Pagi itu, di Lapangan Desa Panggunan, suara komando menggema di antara bau lumpur dan pohon tumbang.
SUMUT |LINTASTIMOR.ID) –
Sabtu pagi, 29 November 2025, udara di Kecamatan Pakkat masih basah oleh ingatan malam panjang yang tak sempat diantisipasi. Bupati Humbang Hasundutan, Dr. Oloan Nababan, S.H., M.H, berdiri tegak di samping Kapolres, AKBP Arthur Sameaputty, S.I.K., memimpin apel siaga tanggap darurat dengan sorot mata yang menyimpan urgensi kemanusiaan.
Di hadapan mereka, puluhan personel TNI–Polri, Basarnas, BPBD, Tagana, dan PMI berdiri berbaris—bukan untuk seremoni, tetapi untuk sebuah misi yang masih terbuka: mencari dua nyawa lagi yang belum pulang.
Di sela apel, Bupati menegaskan dengan nada yang menggantung di udara dingin Pakkat:
“Kita kehilangan lima warga. Tiga sudah ditemukan. Dua lagi masih menunggu kita. Kita harus siap 24 jam, saling membantu, saling melihat, jangan ada yang terlewat.”

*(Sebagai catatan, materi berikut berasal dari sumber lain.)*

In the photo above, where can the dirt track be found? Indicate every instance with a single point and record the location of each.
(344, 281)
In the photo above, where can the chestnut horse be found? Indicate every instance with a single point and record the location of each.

Kata-kata itu jatuh pelan, tetapi mengguncang. Di tanah yang masih basah oleh air bah, kesiapsiagaan bukan lagi slogan—melainkan kewajiban moral.
Banjir yang Datang Secepat Nafas yang Tersengal
Kepala Desa Panggugunan, Rinding Sibagariang, adalah saksi malam itu.
Dini hari, pukul 03.00 WIB, 26 November 2025, desa kecil ini digulung suara gemuruh yang “seperti bumi sedang membelah diri”. Ia menceritakan dengan nada yang setengah percaya, setengah masih trauma:
“Air datang sangat cepat. Warga tak sempat selamatkan apa pun. Batu-batu besar, kayu-kayu besar, semuanya menghantam rumah.”
Banjir bandang itu adalah yang terparah dalam beberapa tahun terakhir—lebih liar, lebih brutal, dan lebih tak terduga. Desa yang biasanya sunyi berubah menjadi lorong air deras, membawa lumpur, bebatuan, dan serpihan kehidupan.
Warga kini diungsikan ke tempat aman, menunggu himbauan pemerintah sambil memandangi rumah mereka yang tinggal kerangka.
Lapangan yang Menjadi Ruang Strategi dan Doa
Apel digelar di lapangan yang kini berubah menjadi pusat koordinasi.
Perahu karet telah dipompakan. Tenda pengungsian tegak tanpa banyak kata. Logistik disortir. Kendaraan operasional disiagakan. Posko pengaduan berdiri untuk warga yang membutuhkan arah di tengah kekacauan.
Di tempat itu, garis antara militer, polisi, relawan, dan warga hilang—semuanya menjadi satu: manusia yang menolong manusia lain.
Refleksi di Tengah Bencana: Ketika Alam Menuntut Perhatian
Di balik operasi penanggulangan ini, ada tanya yang menggantung:
Seberapa siap kita ketika alam memutuskan untuk berubah arah?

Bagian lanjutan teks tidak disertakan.